Smart: Specific, Measurable, Attainable, Realistic, Timely
Smart content is also a way to create an experience that will be valuable to your customers. Let’s say you’re working with a company that runs several gym venues. You develop an app that will help their customers plan their meals, plan their workouts, that offers nutrition tips, that you can use to input the kind of meals you are making so that you know if you are staying true to your goals while keeping yourself healthy. That app is available for everyone, not just gym subscribers. People who are interested in a healthier lifestyle, but don’t know about your brand yet, might download the app. It is useful for anyone who is trying to lose weight, to be fit, to gain muscular mass or any other goal in that matter. It’s about integrating information and experience. Your app is useful; that’s why people use it. Content brings something new to that person’s life.
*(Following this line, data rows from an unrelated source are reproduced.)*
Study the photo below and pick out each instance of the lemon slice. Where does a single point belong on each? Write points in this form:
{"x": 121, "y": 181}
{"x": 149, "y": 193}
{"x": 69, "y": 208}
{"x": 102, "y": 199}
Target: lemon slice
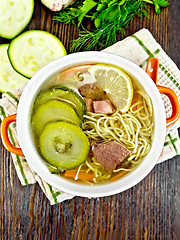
{"x": 116, "y": 83}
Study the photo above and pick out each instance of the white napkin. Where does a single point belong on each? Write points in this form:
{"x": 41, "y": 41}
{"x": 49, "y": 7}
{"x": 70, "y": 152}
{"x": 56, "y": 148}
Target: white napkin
{"x": 138, "y": 48}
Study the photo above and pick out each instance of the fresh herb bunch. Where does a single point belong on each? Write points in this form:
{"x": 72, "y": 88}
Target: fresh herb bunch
{"x": 107, "y": 17}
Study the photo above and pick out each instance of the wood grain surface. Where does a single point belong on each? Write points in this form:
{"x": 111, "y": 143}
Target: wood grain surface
{"x": 149, "y": 210}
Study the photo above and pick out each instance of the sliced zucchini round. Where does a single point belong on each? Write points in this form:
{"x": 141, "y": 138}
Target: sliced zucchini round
{"x": 64, "y": 94}
{"x": 9, "y": 79}
{"x": 63, "y": 145}
{"x": 14, "y": 16}
{"x": 53, "y": 110}
{"x": 34, "y": 49}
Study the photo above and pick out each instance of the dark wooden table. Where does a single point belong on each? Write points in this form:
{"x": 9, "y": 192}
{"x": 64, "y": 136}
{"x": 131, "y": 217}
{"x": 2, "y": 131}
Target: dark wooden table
{"x": 150, "y": 210}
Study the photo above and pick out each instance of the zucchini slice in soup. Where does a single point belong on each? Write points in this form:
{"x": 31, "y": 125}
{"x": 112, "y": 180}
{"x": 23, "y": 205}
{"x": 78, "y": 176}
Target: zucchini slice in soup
{"x": 63, "y": 145}
{"x": 64, "y": 94}
{"x": 53, "y": 111}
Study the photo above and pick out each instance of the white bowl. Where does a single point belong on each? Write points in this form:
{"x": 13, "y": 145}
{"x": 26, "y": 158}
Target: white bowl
{"x": 26, "y": 138}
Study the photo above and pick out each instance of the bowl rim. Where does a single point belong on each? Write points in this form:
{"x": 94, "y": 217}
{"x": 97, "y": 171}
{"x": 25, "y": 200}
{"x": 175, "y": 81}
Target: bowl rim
{"x": 38, "y": 165}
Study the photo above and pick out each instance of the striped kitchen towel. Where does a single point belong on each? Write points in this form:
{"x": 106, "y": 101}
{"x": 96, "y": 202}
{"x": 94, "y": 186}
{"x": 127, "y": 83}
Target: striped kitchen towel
{"x": 138, "y": 48}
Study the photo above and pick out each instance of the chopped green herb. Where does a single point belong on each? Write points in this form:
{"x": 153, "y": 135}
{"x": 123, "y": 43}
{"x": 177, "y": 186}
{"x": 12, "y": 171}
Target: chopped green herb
{"x": 107, "y": 17}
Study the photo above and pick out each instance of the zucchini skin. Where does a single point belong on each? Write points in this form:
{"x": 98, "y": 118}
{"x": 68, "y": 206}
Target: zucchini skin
{"x": 20, "y": 35}
{"x": 14, "y": 36}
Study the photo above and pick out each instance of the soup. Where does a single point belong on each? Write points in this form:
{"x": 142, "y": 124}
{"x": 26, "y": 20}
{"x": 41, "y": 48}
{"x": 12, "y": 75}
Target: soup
{"x": 92, "y": 123}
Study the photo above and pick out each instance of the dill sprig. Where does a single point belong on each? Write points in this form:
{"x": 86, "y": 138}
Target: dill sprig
{"x": 107, "y": 18}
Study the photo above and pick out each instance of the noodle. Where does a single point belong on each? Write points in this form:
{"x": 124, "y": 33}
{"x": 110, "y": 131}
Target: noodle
{"x": 133, "y": 129}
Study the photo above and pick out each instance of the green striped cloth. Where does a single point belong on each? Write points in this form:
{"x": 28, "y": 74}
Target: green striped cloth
{"x": 138, "y": 48}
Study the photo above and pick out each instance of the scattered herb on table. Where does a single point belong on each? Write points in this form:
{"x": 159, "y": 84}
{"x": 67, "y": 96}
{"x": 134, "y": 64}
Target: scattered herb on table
{"x": 107, "y": 17}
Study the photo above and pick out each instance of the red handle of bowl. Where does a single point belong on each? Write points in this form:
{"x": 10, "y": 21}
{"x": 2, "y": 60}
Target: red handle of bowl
{"x": 174, "y": 102}
{"x": 5, "y": 136}
{"x": 152, "y": 71}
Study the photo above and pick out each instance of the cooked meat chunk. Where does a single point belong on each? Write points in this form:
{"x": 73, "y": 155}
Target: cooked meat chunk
{"x": 110, "y": 154}
{"x": 93, "y": 92}
{"x": 89, "y": 104}
{"x": 103, "y": 107}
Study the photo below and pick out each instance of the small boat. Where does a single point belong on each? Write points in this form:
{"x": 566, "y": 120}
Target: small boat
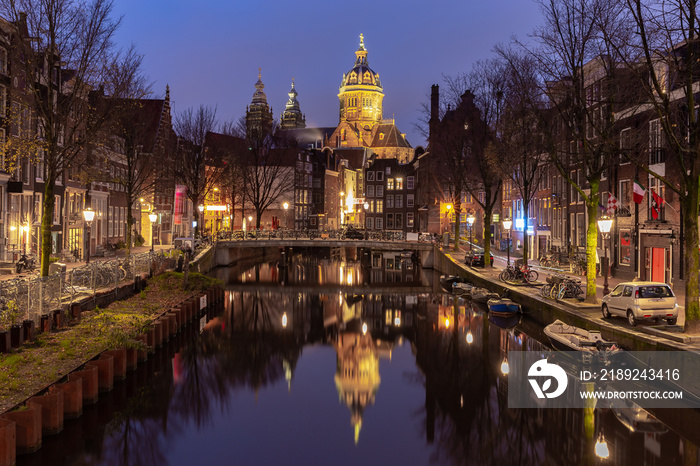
{"x": 446, "y": 281}
{"x": 504, "y": 322}
{"x": 462, "y": 288}
{"x": 566, "y": 337}
{"x": 482, "y": 295}
{"x": 503, "y": 306}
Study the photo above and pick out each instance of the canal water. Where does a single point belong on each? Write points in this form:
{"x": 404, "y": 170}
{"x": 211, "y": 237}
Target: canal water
{"x": 319, "y": 359}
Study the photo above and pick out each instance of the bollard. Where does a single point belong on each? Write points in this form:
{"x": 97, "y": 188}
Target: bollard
{"x": 72, "y": 397}
{"x": 90, "y": 382}
{"x": 119, "y": 362}
{"x": 27, "y": 428}
{"x": 105, "y": 372}
{"x": 8, "y": 442}
{"x": 51, "y": 412}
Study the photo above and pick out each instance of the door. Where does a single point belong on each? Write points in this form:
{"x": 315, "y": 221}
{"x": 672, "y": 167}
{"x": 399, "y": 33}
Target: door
{"x": 658, "y": 265}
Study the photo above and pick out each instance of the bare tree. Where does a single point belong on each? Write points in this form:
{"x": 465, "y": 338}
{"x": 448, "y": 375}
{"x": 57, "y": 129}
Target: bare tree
{"x": 194, "y": 172}
{"x": 520, "y": 146}
{"x": 66, "y": 47}
{"x": 581, "y": 79}
{"x": 268, "y": 172}
{"x": 668, "y": 66}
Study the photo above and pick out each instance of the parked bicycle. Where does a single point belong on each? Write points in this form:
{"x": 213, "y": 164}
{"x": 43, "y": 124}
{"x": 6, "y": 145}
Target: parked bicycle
{"x": 515, "y": 273}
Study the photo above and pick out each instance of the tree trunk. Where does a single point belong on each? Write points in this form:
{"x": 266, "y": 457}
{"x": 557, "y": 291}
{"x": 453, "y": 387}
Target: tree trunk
{"x": 129, "y": 226}
{"x": 591, "y": 246}
{"x": 458, "y": 215}
{"x": 691, "y": 257}
{"x": 46, "y": 222}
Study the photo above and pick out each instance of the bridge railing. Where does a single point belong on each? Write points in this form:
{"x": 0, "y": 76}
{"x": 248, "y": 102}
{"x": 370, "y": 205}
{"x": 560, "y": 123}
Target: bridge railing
{"x": 307, "y": 234}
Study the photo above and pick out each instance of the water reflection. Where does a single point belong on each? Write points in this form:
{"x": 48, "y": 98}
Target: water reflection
{"x": 418, "y": 377}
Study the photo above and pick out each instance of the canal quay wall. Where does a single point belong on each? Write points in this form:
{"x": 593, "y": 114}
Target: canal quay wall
{"x": 545, "y": 311}
{"x": 23, "y": 427}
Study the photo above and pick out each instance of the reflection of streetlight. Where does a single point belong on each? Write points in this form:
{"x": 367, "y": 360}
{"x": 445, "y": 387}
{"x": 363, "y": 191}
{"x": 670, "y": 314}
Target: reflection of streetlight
{"x": 507, "y": 223}
{"x": 470, "y": 221}
{"x": 448, "y": 207}
{"x": 601, "y": 447}
{"x": 604, "y": 224}
{"x": 89, "y": 216}
{"x": 152, "y": 217}
{"x": 201, "y": 219}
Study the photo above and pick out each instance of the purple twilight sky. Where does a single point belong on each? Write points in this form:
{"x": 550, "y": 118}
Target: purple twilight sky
{"x": 209, "y": 51}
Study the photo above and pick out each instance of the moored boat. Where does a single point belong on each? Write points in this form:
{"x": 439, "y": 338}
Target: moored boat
{"x": 482, "y": 295}
{"x": 565, "y": 337}
{"x": 503, "y": 306}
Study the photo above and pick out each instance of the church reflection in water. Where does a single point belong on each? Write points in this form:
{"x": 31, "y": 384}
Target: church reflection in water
{"x": 278, "y": 314}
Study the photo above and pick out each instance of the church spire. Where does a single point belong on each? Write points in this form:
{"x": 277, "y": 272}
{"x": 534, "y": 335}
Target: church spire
{"x": 292, "y": 117}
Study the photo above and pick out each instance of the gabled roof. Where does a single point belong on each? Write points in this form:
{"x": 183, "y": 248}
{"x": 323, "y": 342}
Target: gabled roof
{"x": 388, "y": 135}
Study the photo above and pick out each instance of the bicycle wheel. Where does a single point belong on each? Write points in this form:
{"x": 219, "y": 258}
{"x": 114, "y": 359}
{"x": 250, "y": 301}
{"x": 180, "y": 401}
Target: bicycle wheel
{"x": 531, "y": 276}
{"x": 545, "y": 291}
{"x": 562, "y": 291}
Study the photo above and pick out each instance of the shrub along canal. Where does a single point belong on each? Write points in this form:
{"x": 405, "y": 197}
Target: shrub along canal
{"x": 323, "y": 361}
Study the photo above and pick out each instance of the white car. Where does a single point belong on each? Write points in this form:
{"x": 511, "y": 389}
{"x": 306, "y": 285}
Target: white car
{"x": 641, "y": 300}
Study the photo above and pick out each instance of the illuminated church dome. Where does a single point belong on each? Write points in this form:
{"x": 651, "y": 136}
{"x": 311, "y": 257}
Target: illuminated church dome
{"x": 361, "y": 92}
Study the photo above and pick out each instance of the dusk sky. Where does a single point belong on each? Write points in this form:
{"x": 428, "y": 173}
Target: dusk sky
{"x": 209, "y": 51}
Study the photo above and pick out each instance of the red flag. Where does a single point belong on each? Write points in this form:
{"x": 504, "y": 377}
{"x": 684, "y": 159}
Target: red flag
{"x": 656, "y": 203}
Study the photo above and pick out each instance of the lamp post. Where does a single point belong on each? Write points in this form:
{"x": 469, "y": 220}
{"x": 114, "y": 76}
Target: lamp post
{"x": 507, "y": 223}
{"x": 448, "y": 207}
{"x": 470, "y": 221}
{"x": 152, "y": 217}
{"x": 605, "y": 224}
{"x": 89, "y": 216}
{"x": 201, "y": 219}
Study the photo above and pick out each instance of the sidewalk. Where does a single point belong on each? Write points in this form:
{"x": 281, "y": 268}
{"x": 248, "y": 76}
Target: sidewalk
{"x": 500, "y": 259}
{"x": 119, "y": 254}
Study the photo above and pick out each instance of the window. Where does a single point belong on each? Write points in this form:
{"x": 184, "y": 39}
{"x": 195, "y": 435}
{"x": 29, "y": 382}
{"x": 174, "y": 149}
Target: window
{"x": 655, "y": 143}
{"x": 3, "y": 61}
{"x": 57, "y": 210}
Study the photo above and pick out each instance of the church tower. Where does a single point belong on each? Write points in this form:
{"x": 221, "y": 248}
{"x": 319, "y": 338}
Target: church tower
{"x": 258, "y": 116}
{"x": 361, "y": 93}
{"x": 292, "y": 117}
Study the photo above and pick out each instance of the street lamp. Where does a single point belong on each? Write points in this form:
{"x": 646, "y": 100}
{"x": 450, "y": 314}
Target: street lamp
{"x": 152, "y": 217}
{"x": 507, "y": 223}
{"x": 201, "y": 215}
{"x": 89, "y": 216}
{"x": 470, "y": 221}
{"x": 605, "y": 224}
{"x": 448, "y": 207}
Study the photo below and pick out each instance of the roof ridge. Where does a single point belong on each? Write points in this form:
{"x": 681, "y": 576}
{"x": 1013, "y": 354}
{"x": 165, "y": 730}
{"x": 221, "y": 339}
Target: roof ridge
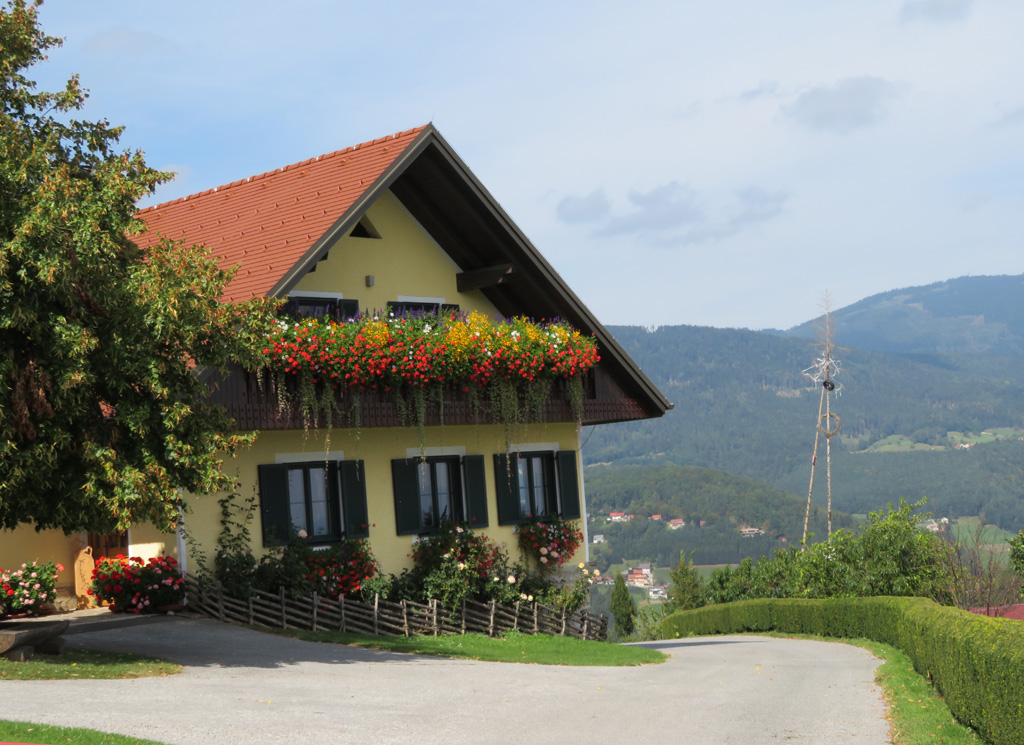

There are also other things you should have in mind. If you are running a blog for your brand, SERPs (Search Engine Result Pages) should be your friends. Optimize your texts not only for people, but also for search engines. In this time and age, search algorithms work in a way that if you are optimising for them, you are optimising for people as well. Repeating random keywords you want your page to rank well for does not work anymore. Write for people first and SEO should come easily. Content is mostly about quality, not quantity. Also, you can, and you should, link to other articles and websites.
In the end, it’s all about the story
Keep your articles consistent and develop a connection between them. Your articles should write a story of their own; you are writing your brand’s history, after all. That’s an opportunity you can’t miss.